Water Quality and Wastewater

Good water quality is essential to human health, social and economic development, and the ecosystem. However, as populations grow and natural environments become degraded, ensuring there are sufficient and safe water supplies for everyone is becoming increasingly challenging. A major part of the solution is to produce less pollution and improve the way we manage wastewater.

A more circular and therefore more sustainable economy requires us to value wastewater for its potential, rather than discard or ignore it. More than just an alternative source of water, safe wastewater management could help protect our ecosystems and give us energy, nutrients and other recoverable materials.

Challenges and opportunities

Water must be carefully managed during every part of the water cycle: from fresh water abstraction, pre-treatment, distribution, use, collection and post-treatment, to the use of treated wastewater and its ultimate return to the environment, ready to be abstracted to start the cycle again. Due to population growth, accelerated urbanization and economic development, the quantity of wastewater generated and its overall pollution load are increasing globally.
Contaminated water in Karial slum, one of the urban slums of Dhaka, Bangladesh. Photo Kibae Park/Sipa Press

Contaminated water in Karial slum, one of the urban slums of Dhaka, Bangladesh. Photo Kibae Park/Sipa Press

The availability of safe and sufficient water supplies is inextricably linked to how wastewater is managed. Increased amounts of untreated sewage, combined with agricultural runoff and industrial discharge, have degraded water quality and contaminated water resources around the world. Globally, 80% of wastewater flows back into the ecosystem without being treated or reused, contributing to a situation where around 1.8 billion people use a source of drinking water contaminated with faeces, putting them at risk of contracting cholera, dysentery, typhoid and polio. Far from being something to discard or ignore, wastewater will play a major role in meeting the growing water demand in rapidly expanding cities, enhancing energy production and industrial development, and supporting sustainable agriculture.

Wastewater and cities

Mainly in low-income areas of cities and towns within developing countries, a large proportion of wastewater is discharged directly into the closest surface water drain or informal drainage channel, sometime without or with very little treatment. In addition to household effluent and human waste, urban-based hospitals and industries such as small-scale mining and motor garages, often dump highly toxic chemicals and medical waste into the wastewater system.
Even in cities where wastewater is collected and treated, the efficiency of treatment may vary according to the system used. However, water used by a municipal authority for irrigating green spaces or cleaning streets does not need to be treated to a potable standard. Treating wastewater to a water quality standard appropriate to its intended use increases the potential for cost recovery.

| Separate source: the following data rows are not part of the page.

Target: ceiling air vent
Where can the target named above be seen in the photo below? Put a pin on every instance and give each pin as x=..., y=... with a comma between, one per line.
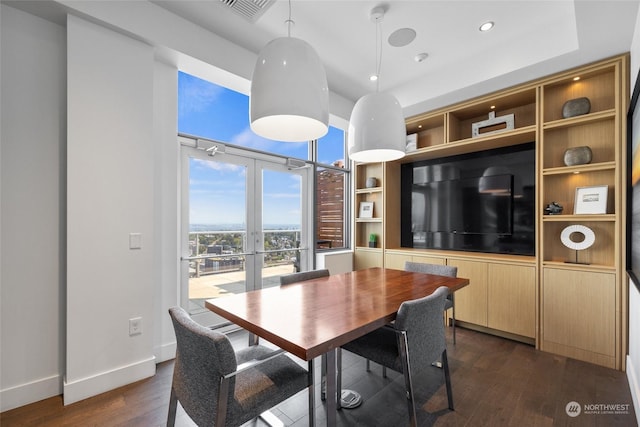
x=250, y=10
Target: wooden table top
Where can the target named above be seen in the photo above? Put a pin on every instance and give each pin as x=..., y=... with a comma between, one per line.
x=313, y=317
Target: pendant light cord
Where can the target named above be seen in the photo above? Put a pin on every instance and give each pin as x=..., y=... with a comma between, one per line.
x=378, y=51
x=289, y=21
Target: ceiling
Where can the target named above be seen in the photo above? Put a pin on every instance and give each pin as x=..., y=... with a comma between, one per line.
x=531, y=38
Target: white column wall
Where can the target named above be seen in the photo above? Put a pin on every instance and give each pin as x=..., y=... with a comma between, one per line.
x=166, y=208
x=32, y=192
x=110, y=194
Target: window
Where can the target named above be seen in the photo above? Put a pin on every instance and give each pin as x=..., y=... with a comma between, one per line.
x=211, y=111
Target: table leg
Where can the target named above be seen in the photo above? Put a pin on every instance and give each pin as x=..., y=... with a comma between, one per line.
x=332, y=394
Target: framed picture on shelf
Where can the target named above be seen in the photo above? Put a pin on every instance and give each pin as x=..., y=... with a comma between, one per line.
x=591, y=200
x=633, y=186
x=366, y=210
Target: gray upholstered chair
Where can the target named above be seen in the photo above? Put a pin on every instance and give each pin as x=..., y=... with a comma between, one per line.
x=217, y=386
x=441, y=270
x=410, y=344
x=302, y=276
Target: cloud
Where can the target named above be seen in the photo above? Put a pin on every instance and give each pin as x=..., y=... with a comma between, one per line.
x=196, y=95
x=247, y=138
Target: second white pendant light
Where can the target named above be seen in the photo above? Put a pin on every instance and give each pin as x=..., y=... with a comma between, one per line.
x=377, y=130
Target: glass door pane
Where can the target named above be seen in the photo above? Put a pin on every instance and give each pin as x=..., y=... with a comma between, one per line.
x=218, y=249
x=245, y=221
x=282, y=222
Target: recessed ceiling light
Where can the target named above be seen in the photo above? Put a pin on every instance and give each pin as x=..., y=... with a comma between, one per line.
x=402, y=37
x=486, y=26
x=420, y=57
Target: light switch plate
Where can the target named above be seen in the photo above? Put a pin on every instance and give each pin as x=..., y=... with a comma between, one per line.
x=135, y=240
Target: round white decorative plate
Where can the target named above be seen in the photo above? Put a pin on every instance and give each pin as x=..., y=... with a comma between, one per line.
x=588, y=240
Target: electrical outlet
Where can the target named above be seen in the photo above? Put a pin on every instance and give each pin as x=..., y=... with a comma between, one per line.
x=135, y=326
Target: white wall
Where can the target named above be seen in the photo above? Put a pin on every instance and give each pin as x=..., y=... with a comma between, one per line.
x=110, y=194
x=32, y=194
x=166, y=208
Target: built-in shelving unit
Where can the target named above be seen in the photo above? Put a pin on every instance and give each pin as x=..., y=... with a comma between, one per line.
x=541, y=299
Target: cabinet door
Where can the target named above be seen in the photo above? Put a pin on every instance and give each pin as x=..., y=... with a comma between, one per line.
x=471, y=301
x=579, y=313
x=512, y=299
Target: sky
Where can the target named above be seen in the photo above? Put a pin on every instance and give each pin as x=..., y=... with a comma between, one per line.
x=217, y=190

The growth of urban demand for water will require new approaches to wastewater collection and management. Indeed, reused wastewater may help address other challenges including food production and industrial development.

Wastewater and industry

Societal and environmental pressures over recent years have led to a growing movement for industry to reduce its wastewater and to treat it before discharge. Wastewater is now seen as a potential resource and its use, or recycling after suitable treatment, can provide economic and financial benefits. Societal and environmental pressures over recent years have led to a growing movement for industry to reduce its wastewater and to treat it before discharge. Wastewater is now seen as a potential resource and its use, or recycling after suitable treatment, can provide economic and financial benefits.
Wastewater and industry. Photo: pguedes via Foter.com / CC BY

Wastewater and industry. Photo: pguedes via Foter.com / CC BY

Wastewater can be used within the business itself or between several businesses through ‘industrial symbiosis’. Industrial water consumption is responsible for 22% of global water use. In 2009 in Europe and North America, water consumption by industries was 50% as compared to 4-12% in developing countries. It is expected that in rapidly industrialising countries, this proportion could increase by a factor of five in the next 10-20 years. Therefore, there is a strong incentive to use wastewater in-house and locally, based on cost savings alone.

Businesses can directly use some wastewater, providing it is fit for purpose. For instance, using process water for cooling or heating, or rainwater from roof collection or concrete aprons for toilet flushing, irrigation or vehicle washing.

Wastewater in agriculture

Partly to help maximise yields to meet demand, usage of chemical fertilizers and pesticides has increased in recent years both in industrial and small farming, making agriculture a potential source of environmental pollution
Farmers are increasingly looking into non-conventional water resources, mainly wastewater, whether due to its high nutrient content or lack of conventional water resources

Farmers are increasingly looking into non-conventional water resources, mainly wastewater, whether due to its high nutrient content or lack of conventional water resources

Pollution of groundwater and surface water by agricultural use of untreated or inadequately treated wastewater is a major issue in many developing countries where such irrigation is practised. Improved wastewater management can improve the health of workers, especially in agriculture, by reducing the risk of pathogen exposure.

Farmers are increasingly looking into non-conventional water resources, mainly wastewater, whether due to its high nutrient content or lack of conventional water resources. If applied safely, wastewater is a valuable source of both water and nutrients, contributing to water and food security and livelihood improvements.